Note these steps are easily swappable. eg can stay all in AWS, do GCP -> AWS, etc.

Detailed walk through:
🍄 Goomba Detector with GCP, Autogluon & Diffgram

Use Training Data Ecosystem

Example, data is an AWS. Want to use GCP (raw ML engine compute, or AutoML) and Scale for services (human labor).


  • Use "best in class" tools. Is GCP or another provider better for training, but all your data is on AWS?
  • Want to try out different services providers? Or use multiple providers for different contexts?
  • Use Diffgram as a single "ETL" point. Plus benefit from all the preprocessing, eg for Video.

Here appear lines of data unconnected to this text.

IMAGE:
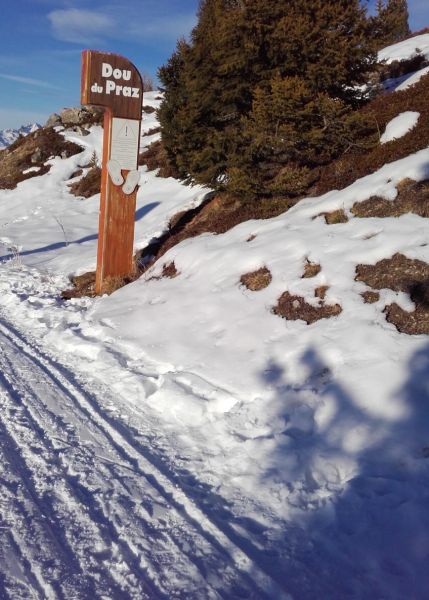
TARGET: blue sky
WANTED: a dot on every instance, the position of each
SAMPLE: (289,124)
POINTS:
(41,43)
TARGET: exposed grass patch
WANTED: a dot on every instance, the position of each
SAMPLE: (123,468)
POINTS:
(400,273)
(413,197)
(335,217)
(84,285)
(370,297)
(89,185)
(76,173)
(320,292)
(295,308)
(256,280)
(32,150)
(360,161)
(169,271)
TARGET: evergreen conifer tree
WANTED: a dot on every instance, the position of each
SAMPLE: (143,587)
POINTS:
(264,92)
(391,22)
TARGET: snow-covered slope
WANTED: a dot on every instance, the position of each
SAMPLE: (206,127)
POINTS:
(8,136)
(304,445)
(406,49)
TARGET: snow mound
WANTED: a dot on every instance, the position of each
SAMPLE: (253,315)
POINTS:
(412,79)
(399,126)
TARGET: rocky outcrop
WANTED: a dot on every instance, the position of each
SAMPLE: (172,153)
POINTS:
(76,118)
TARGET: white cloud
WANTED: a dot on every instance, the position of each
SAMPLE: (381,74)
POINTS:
(80,26)
(163,27)
(28,81)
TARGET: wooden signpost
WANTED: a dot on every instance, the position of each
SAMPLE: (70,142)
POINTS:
(111,81)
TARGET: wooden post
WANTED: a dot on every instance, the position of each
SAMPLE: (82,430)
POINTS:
(113,82)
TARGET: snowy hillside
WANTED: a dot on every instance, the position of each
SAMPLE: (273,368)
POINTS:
(8,136)
(215,441)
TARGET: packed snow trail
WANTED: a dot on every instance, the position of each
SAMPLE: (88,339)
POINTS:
(83,512)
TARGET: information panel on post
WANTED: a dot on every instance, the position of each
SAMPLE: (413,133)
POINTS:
(113,82)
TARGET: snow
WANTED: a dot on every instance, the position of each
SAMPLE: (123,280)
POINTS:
(406,49)
(300,449)
(412,79)
(399,126)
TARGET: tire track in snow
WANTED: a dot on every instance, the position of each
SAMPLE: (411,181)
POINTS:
(55,535)
(244,576)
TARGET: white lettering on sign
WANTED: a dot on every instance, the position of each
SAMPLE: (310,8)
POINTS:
(125,143)
(113,88)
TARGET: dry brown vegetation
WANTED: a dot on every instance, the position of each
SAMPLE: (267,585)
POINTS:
(370,297)
(311,270)
(295,308)
(413,197)
(335,217)
(32,150)
(155,157)
(400,273)
(169,271)
(88,185)
(84,285)
(359,162)
(256,280)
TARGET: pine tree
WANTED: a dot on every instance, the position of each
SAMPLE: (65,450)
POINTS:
(391,22)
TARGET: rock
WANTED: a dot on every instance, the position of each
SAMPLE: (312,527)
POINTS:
(54,120)
(80,130)
(71,116)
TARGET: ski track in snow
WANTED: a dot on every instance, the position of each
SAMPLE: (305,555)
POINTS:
(86,512)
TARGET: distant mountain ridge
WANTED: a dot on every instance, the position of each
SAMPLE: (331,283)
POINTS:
(8,136)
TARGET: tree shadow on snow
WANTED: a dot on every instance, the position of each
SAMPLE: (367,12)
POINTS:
(140,214)
(356,487)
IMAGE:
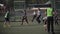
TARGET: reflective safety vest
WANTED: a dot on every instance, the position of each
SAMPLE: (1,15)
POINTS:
(49,12)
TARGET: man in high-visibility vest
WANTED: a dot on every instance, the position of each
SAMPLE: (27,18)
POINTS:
(49,13)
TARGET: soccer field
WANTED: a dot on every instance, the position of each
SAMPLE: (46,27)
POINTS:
(31,28)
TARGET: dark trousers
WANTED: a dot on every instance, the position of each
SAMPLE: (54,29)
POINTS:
(50,24)
(24,18)
(38,19)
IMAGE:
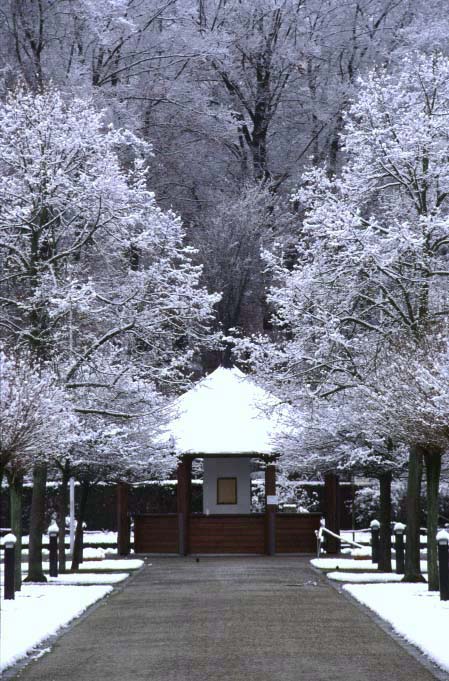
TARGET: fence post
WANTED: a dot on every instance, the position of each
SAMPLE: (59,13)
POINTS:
(9,542)
(53,531)
(399,529)
(375,527)
(443,563)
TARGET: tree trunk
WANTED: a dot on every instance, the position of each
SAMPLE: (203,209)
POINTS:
(15,510)
(432,461)
(85,486)
(412,556)
(385,522)
(37,522)
(62,513)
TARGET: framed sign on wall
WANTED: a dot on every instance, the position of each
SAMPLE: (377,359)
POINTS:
(226,490)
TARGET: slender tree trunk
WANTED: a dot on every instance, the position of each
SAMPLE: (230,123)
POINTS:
(432,462)
(385,522)
(85,487)
(37,522)
(412,555)
(62,513)
(15,509)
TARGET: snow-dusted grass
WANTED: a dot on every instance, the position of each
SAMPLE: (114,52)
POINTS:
(37,612)
(89,537)
(88,578)
(365,577)
(415,613)
(112,564)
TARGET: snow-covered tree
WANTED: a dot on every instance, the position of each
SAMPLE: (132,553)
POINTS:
(95,278)
(37,423)
(372,250)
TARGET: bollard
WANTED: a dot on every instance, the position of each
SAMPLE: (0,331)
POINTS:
(399,529)
(9,543)
(443,563)
(375,527)
(53,531)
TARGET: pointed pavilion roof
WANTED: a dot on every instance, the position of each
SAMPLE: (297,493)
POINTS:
(226,413)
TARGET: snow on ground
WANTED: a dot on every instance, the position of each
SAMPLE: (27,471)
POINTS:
(89,537)
(366,577)
(351,564)
(88,578)
(414,612)
(37,612)
(112,564)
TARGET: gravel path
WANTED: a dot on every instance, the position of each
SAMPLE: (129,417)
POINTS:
(227,618)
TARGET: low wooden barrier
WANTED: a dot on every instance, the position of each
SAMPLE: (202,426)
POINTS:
(214,534)
(156,533)
(227,533)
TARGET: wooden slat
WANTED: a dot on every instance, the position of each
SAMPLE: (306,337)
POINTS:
(226,534)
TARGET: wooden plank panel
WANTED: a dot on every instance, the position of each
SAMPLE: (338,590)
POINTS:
(295,533)
(156,533)
(227,534)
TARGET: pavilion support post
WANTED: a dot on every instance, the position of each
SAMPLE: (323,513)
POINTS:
(123,524)
(270,510)
(332,508)
(183,498)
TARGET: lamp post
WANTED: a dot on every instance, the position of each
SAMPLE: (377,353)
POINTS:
(9,543)
(443,563)
(399,529)
(375,527)
(53,531)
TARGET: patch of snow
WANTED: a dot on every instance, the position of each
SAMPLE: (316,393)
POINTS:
(37,612)
(365,577)
(89,554)
(88,578)
(112,564)
(352,564)
(414,612)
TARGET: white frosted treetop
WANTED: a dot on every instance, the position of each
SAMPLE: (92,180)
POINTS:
(226,413)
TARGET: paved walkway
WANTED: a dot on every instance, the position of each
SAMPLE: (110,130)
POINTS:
(233,619)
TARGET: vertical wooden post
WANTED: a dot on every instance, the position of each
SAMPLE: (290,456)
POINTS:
(270,510)
(183,498)
(123,525)
(332,509)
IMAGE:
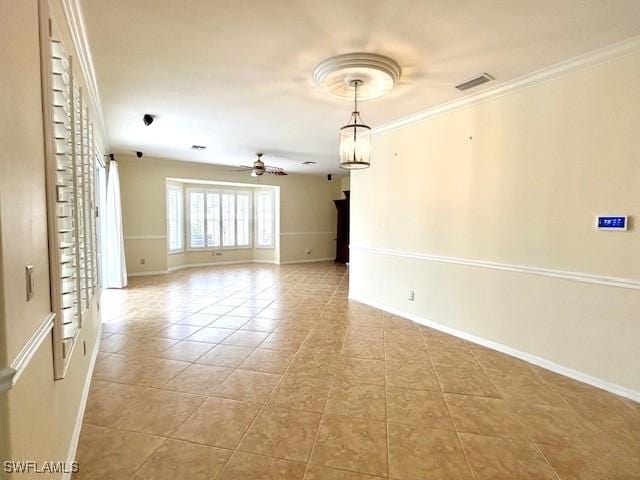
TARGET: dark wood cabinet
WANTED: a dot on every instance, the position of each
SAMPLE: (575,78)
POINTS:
(342,238)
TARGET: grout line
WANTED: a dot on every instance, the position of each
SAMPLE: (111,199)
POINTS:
(455,427)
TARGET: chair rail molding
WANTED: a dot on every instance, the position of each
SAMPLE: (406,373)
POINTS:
(619,282)
(291,234)
(145,237)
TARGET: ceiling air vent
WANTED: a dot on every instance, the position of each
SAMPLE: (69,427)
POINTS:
(474,82)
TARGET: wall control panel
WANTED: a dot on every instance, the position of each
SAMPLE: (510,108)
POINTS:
(617,222)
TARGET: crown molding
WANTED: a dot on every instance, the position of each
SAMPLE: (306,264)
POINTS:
(588,59)
(75,23)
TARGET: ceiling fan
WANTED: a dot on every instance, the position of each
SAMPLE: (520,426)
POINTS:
(259,168)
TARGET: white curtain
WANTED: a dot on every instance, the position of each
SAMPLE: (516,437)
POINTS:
(115,267)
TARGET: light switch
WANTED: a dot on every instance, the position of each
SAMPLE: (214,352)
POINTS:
(28,271)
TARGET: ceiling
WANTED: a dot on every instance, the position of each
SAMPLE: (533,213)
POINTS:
(236,75)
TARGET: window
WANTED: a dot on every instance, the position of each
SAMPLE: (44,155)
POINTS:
(213,219)
(228,219)
(218,219)
(243,225)
(174,218)
(264,219)
(196,220)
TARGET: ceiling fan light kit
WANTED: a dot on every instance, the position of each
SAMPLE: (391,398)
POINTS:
(362,76)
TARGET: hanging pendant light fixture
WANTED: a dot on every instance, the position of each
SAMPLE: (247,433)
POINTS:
(355,138)
(362,76)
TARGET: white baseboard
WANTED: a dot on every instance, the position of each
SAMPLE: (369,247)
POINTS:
(527,357)
(307,260)
(77,428)
(229,262)
(146,274)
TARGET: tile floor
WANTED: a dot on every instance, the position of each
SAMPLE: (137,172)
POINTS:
(266,372)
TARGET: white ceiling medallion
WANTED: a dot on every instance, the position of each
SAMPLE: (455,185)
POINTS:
(360,76)
(377,74)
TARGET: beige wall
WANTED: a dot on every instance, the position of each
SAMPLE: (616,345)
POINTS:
(307,213)
(38,415)
(519,180)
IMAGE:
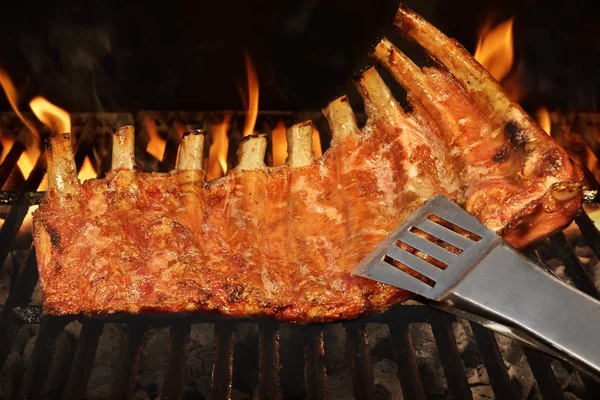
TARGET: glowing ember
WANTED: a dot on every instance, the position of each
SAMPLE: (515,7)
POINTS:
(217,156)
(495,48)
(87,170)
(252,96)
(54,117)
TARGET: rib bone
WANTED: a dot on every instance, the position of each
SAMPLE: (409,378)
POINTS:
(379,101)
(341,120)
(299,139)
(123,147)
(485,91)
(62,172)
(191,151)
(251,153)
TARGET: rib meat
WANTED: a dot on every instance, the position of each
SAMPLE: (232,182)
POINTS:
(281,242)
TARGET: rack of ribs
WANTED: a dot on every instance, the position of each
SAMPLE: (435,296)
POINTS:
(281,242)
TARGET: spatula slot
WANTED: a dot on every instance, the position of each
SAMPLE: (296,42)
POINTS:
(438,241)
(454,228)
(425,257)
(389,260)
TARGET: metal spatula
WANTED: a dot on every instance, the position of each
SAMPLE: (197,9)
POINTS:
(443,253)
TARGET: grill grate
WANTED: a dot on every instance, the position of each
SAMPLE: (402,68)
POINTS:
(279,346)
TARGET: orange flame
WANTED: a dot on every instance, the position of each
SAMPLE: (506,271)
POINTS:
(13,99)
(7,143)
(217,155)
(495,51)
(54,117)
(29,157)
(543,117)
(317,150)
(156,145)
(87,170)
(252,78)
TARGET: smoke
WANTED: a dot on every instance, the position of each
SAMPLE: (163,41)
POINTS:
(69,65)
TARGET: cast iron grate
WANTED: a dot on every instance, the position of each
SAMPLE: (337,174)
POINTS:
(309,343)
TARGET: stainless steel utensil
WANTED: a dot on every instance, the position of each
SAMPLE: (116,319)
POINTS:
(443,253)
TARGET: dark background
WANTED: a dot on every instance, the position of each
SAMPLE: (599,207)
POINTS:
(110,56)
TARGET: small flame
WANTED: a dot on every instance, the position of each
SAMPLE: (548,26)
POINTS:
(27,161)
(495,49)
(279,144)
(7,143)
(13,99)
(217,155)
(543,117)
(54,117)
(156,145)
(87,170)
(317,150)
(252,78)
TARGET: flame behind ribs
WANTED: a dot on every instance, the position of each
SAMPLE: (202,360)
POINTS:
(281,241)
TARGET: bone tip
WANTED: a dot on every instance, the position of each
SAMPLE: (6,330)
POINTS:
(335,103)
(193,132)
(252,137)
(359,76)
(124,130)
(375,44)
(382,48)
(300,145)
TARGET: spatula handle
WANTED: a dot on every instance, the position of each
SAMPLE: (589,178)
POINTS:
(508,287)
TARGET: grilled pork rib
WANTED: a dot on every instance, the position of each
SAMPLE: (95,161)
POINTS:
(281,242)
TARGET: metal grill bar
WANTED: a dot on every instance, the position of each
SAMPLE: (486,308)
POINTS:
(573,267)
(174,377)
(408,370)
(20,295)
(589,231)
(41,360)
(454,369)
(543,374)
(126,379)
(315,375)
(222,371)
(269,367)
(21,198)
(362,370)
(494,364)
(81,367)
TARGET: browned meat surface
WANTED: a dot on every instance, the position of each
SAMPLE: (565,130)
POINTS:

  1. Create connections with AWS by entering credentials.
  2. Setup a Task Template and choose Scale as provider
  3. Connect to GCP and export straight to a cloud bucket.
  4. Use Actions to trigger AutoML training

Role Specific Best Practices

Data Engineer

Setup repeatable pipeline in Diffgram. Less work upfront, less maintenance, less midnight pages.

  • Use integrated Connections over downloading to local machine
  • Use Diffgram as a consistent single data model. Instead of "recreating" the data structure in a variety of tools and contexts.
  • Leave Deep Learning specific pre-processing to Diffgram
  • Work with Data Scientist(s) to setup incoming Data Abstractions (Datasets)
  • Work with Data Scientist(s) to setup outgoing Datasets, especially Webhooks.

Data Scientist

Refocus on models. More easily communicate label/class changes. Focus on what you want to define - not shuffling data or manual one off scripts.

  • Export on demand. Ideally to desired cloud bucket or process.
  • Define training data abstractions, like Labels and Attributes upfront - before data is even ready.
  • Change these abstractions often (during development), including adding new and adjusting existing work.
  • Build "relational" datasets using the Data Explorer by combining multiple sets. For example, maintaining a main training set + region specific set.
  • Manage versions for data with "copy on write", and named versions

Data Managers

Improve the biggest blocker - the process. Give your team the tools they need and get the reporting you need.

  • Choose labeling Interface(s) most relevant to your task.
  • Choose for each Task Template which provider to use. (Leave the credential setup to the Data Engineers.)
  • Use the Reporting to track people and process results.
  • Use Notifications to monitor work in real time and respond to critical issues.